Once a business has Jira Premium and has hierarchy beyond Epics (we want Story - Feature - Epic confusingly).  Can there be applied selectively across the Jira instance (like a scheme is) or is it a one size fits all for the whole instance? 

Also, when we transfer from Story - Epic to Story - Feature - Epic is Jira Premium able to keep the mappings that are there? We would want to swap all 'old epics' to be called features, then build 'new epics' above these.  

2 answers

2 accepted

2 votes
Answer accepted

Welcome to the Atlassian Community!

It's one hierarchy across the business - one of the big things about scaling upwards and planning is that all teams need to be doing some things in the same way, otherwise you simply can't work with them together.  Hierarchy is one of them.

So, I imagine you've probably got the standard hierarchy of 

  • Epic
  • Issue
  • Sub-task

And you imply you are looking to add "Feature" in between Epic and Issue?  Then you are thinking you would convert all of your Epics to Features?

I would do it slightly differently.  Rename Epic to Feature, then create a new Epic at the level above the new-Feature/ex-Epic.

This way, you won't be disrupting your existing data or having to do large bulk edits.

Cheers for the advice, and good pointer on 'feature insertion' thanks

1 vote
Answer accepted

Hi, @Niall McPherson. Welcome to the community 👋

For an alternative opinion, I've seen many organizations use different hierarchies across different Jira teams/projects by using an Atlassian Marketplace add-on. In other words, Jira out of the box does not support this.

That said, @Nic Brough -Adaptavist- is right in that life is simpler if everyone does things the same way in Jira.

Unfortunately, for many organizations, getting everyone to do things the same way simply won't fly. In fact, here's an Atlassian Community article about one such company:

Interview With an Expert: How BlueCat Networks Uses Structure for Jira to Tame Fast-Scaling Work

The add-on in question, Structure, comes from the company that employs me — but there are other Jira apps that can do this, too.  Structure just happens to be one of the more popular ones.

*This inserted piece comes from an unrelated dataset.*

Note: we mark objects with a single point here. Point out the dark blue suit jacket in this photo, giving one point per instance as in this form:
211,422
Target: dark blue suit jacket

Anyways, some companies need that flexibility. They want to Jira to adapt to the way they work, versus adapt the way the work to Jira. And there's enough of them out there that my company, and the others, can sell enough software and make money doing it. 

As @Kelly Arrey, the expert cited in the article above once said to me: "People have to decide if they want to be dogmatists or agilists, because agilists put people before tools."

Hope this helps,


I like the logic but i'm not in a place to get the tanker to turn in that direction unfortunately.  We are on Jira basic fighting for premium so this is 10 steps too far right now.  I'll keep it in mind thou for the future.  

Hi @Niall McPherson

We use Structure to implement a deeper issue hierarchy without Jira Premium.  Our hierarchy looks like this:

Features -> Goals -> Epics -> Stories

We use a custom issue link type we call "contains <-> belongs to" (the parent issue "contains" the child issue, the child issue "belongs to" the parent issue).

Structure provides great flexibility, so you could have a different hierarchy model in different projects if you wanted. It wouldn't be the same as having a "hierarchy scheme", in that it wouldn't prevent someone from adding a contains <-> belongs to link between two arbitrary issues, but it certainly is possible to implement a deeper hierarchy without Premium.